Все то, что перед текстом, мы можем рассматривать как существующее в пространстве и во времени. В пространственном отношении пред-текст располагается перед разворачиванием мысли и выводами. То есть он является частью перед другими частями целого, причем такой частью, где обычно прописываются актуальность, проблема, обзор литературы по теме, методы и цель исследования. Это указывает на жесткую форму пред-текста, подчиненную требованиям со стороны структуры. Одновременно с этим во введении как бы задается разметка всего текста на главы. А значит, что «Введение», само подчиняясь структуре, эту же структуру распространяет на весь текст. Стало быть, структура находится вне суммы частей — она трансцендирует.
Во временном отношении пред-текст уже не есть то, что мы могли бы назвать частью текста, поскольку «пред-» в этом случае становится пред-шествованием текста во времени. Пред-текст — это «прошлое» текста, предъявляющее его смысл целиком, как он есть. Предшествование как «прошлое» текста есть желание. «Ваш лепечущий текст по сути своей остается фригидным, как и всякая потребность, до тех пор, пока в нем не возникнет желание» [2, с. 464]. Р. Барт указывает на желание как на то, «что позволяет родиться акту письма (и чтения)» [Там же, с. 464].
Желание в предшествовании совпадает с нечто, которое явлено мыслью. Это нечто есть мыслящее мышление — мышление, направленное на самое себя и обнаруживающее себя как результат мыслительной деятельности. Итог предстает как (само)описание, а значит, как знание. Тогда пред-текст предъявляет состояние текста. Он тождествен рефлексии и самообнаружению.

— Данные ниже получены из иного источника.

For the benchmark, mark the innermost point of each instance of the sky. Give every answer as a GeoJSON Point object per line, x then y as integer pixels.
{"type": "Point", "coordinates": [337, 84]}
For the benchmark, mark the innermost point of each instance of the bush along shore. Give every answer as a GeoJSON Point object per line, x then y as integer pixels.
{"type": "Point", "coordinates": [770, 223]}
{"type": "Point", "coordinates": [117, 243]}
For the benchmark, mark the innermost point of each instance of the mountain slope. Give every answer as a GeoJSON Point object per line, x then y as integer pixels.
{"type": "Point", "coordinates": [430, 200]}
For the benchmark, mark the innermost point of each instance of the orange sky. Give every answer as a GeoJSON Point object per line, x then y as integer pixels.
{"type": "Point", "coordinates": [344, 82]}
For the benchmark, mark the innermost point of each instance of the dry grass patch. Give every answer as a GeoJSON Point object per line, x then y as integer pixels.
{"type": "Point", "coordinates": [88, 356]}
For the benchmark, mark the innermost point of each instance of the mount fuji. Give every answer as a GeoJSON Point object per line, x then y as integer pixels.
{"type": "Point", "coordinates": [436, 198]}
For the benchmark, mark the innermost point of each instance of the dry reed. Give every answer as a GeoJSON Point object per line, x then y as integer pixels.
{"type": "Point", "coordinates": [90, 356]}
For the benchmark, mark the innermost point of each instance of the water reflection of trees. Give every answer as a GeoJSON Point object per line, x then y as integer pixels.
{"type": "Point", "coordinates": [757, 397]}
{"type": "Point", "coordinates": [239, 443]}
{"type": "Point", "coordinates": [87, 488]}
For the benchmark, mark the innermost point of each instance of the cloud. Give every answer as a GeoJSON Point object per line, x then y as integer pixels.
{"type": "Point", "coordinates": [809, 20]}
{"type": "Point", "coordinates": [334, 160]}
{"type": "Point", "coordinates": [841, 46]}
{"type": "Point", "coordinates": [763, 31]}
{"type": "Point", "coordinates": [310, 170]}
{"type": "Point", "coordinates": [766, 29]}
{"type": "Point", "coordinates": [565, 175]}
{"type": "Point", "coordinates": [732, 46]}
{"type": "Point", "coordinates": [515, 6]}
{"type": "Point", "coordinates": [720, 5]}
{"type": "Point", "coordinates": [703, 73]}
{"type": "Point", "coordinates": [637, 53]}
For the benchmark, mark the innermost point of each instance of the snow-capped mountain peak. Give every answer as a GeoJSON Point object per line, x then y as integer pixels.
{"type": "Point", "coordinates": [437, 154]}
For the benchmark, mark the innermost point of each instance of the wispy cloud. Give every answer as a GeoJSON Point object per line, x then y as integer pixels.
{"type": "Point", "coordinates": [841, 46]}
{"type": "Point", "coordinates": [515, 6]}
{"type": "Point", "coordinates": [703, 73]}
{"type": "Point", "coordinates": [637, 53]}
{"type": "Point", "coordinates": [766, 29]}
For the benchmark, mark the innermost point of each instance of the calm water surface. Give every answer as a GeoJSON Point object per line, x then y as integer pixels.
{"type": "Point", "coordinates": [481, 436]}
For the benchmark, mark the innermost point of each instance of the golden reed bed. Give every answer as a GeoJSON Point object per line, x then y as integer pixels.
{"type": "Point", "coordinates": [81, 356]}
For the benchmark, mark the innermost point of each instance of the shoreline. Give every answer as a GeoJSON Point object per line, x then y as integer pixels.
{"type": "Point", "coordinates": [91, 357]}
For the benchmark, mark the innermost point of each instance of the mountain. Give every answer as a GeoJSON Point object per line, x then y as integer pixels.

Поскольку философ пишет введение или пред-текст, постольку предрассудок и пред-заданный язык мышления ограничивают его субъективность. «Все то, что перед текстом, не может поместиться в текст. Это означает, во-первых, что пред-заданное является местом положенности текста. Философ может еще не приступить к «изготовлению концептов» (Делез, Гваттари), а место для концепта уже-есть. Значит, не заполненное, пустое место необходимо как точка отсчета. У философа появляется потребность «расчистить» место, для чего и служит введение. Так можно предварительно задать его смысл. Другими словами, в пространственно-временном отношении пред-текст есть философствующий субъект, располагающий себя в качестве «нулевой точки». В этом плане пред-текст оказывается пустым, а как «ноль» — неопределенной определенностью. Так, время с помощью нуля становится пространством или опространстливается (time become to space).
Во-вторых, пред-заданное как бы обрамляет потенциальность будущего концепта еще до его актуализации. Space become to time — пространство становится временем. Процесс этого обрамления, точнее, само это обрамление, как представляется, и есть возникновение концепта — определенной неопределенности. Уже-существующие языковые рамки будут определять философствование субъекта, иначе последний будет лишь «растекаться мыслью по древу». Можно сказать, что предрассудок и язык определяют субъективность субъекта, и субъективностью же определяются в ответ. Субъективность как бы реализуется в обрамлении пред-заданного.
Таким образом, пред-текст как кон-текст в своей неопределенности находит себе форму с помощью языка в виде знаниевых структур, то есть эпистемологически определяется. Формы объективации пред-текста приводят к представлению о нехватке смысловых структур. Когда множественность и избыточность субъективности саморефлексируются, она самообнаруживает саму себя как форму, недостаточную для выражения содержания. При этом субъективация мыслится как обращение (анамнез) в «прошлое» текста, в его состояние на уровне идеи. Пред-текст оборачивается определенной неопределенностью.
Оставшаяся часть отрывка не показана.